When RCA Syndicate #1, Ltd. filed its 1999 Annual Statement with the
Illinois Department of Insurance in March 2000, American Safety first became
aware that there had been a material adverse change in the business affairs and
financial condition of the acquired companies from that represented by the
sellers. American Safety launched an investigation which disclosed that the
insurance claims experience of the acquired companies had been misrepresented
and that incurred losses from insurance claims were significantly in excess of
the amounts reported in their claims records and their financial statements.

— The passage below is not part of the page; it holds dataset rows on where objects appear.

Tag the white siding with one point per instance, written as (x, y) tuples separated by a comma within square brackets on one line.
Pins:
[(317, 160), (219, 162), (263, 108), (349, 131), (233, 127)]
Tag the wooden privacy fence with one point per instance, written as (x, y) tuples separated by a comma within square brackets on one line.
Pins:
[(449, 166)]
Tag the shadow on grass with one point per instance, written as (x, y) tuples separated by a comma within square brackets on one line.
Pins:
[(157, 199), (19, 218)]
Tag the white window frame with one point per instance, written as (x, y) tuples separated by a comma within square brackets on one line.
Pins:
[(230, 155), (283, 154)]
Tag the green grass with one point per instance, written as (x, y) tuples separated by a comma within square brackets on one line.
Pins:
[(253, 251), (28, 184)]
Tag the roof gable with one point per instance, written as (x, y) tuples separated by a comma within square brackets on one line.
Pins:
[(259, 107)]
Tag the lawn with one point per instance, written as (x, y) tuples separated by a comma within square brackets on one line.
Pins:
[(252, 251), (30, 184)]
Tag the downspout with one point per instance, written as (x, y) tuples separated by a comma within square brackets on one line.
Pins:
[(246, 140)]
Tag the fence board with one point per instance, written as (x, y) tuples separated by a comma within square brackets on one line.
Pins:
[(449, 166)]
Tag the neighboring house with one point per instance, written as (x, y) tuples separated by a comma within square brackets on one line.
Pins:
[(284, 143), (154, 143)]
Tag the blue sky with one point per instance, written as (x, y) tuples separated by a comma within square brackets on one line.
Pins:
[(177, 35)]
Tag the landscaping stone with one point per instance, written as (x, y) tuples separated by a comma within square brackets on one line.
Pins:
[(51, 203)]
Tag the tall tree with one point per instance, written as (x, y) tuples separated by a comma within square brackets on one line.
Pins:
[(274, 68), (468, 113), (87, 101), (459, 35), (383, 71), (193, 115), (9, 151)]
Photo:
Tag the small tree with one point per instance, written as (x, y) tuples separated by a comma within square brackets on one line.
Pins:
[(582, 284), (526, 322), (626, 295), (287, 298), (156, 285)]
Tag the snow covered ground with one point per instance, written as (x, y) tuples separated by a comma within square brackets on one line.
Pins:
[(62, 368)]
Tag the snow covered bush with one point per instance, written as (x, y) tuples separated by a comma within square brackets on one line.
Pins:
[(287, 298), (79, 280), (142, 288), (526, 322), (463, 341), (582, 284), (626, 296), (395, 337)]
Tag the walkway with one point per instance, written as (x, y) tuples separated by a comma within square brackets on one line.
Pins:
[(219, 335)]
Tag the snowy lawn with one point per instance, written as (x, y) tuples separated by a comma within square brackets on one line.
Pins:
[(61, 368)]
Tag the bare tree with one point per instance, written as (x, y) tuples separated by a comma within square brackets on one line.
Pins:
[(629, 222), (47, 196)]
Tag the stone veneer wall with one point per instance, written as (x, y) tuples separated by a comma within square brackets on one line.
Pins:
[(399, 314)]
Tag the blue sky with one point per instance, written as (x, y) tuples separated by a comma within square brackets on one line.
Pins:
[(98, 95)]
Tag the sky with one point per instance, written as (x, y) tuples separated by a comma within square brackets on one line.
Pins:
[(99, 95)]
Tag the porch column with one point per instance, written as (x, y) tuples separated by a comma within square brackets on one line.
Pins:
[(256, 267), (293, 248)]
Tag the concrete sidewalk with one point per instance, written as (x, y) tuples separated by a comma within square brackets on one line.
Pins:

As
a result, American Safety then made written demand upon the selling shareholders
of the acquired companies for rescission of the acquisitions, including a return
of the purchase price paid for the companies. American Safety filed a lawsuit on
April 21, 2000 in the United States District Court for the Northern District of
Georgia to rescind the acquisitions based upon the sellers' breach of the
representations and warranties made concerning the business affairs and
financial condition of the acquired companies.
Based on presently available information, the effect on the first quarter
2000 results of American Safety Insurance Group, Ltd. is expected to be a
reduction both in net income of approximately $3.5 million and earnings per
share of approximately $.59. American Safety's demand for rescission of the
acquisitions will have no effect on American Safety's 1999 earnings. The
sellers' misrepresentations as to the business affairs and financial condition
of the acquired companies, and the under-reserving for claims, relate only to
the operations of the acquired companies.
SIGNATURE
Pursuant to the requirements of the Securities Exchange Act of 1934,
Registrant has duly caused this Report to be signed on its behalf by the
undersigned, thereunto duly authorized, on April 28, 2000.
American Safety Insurance Group, Ltd.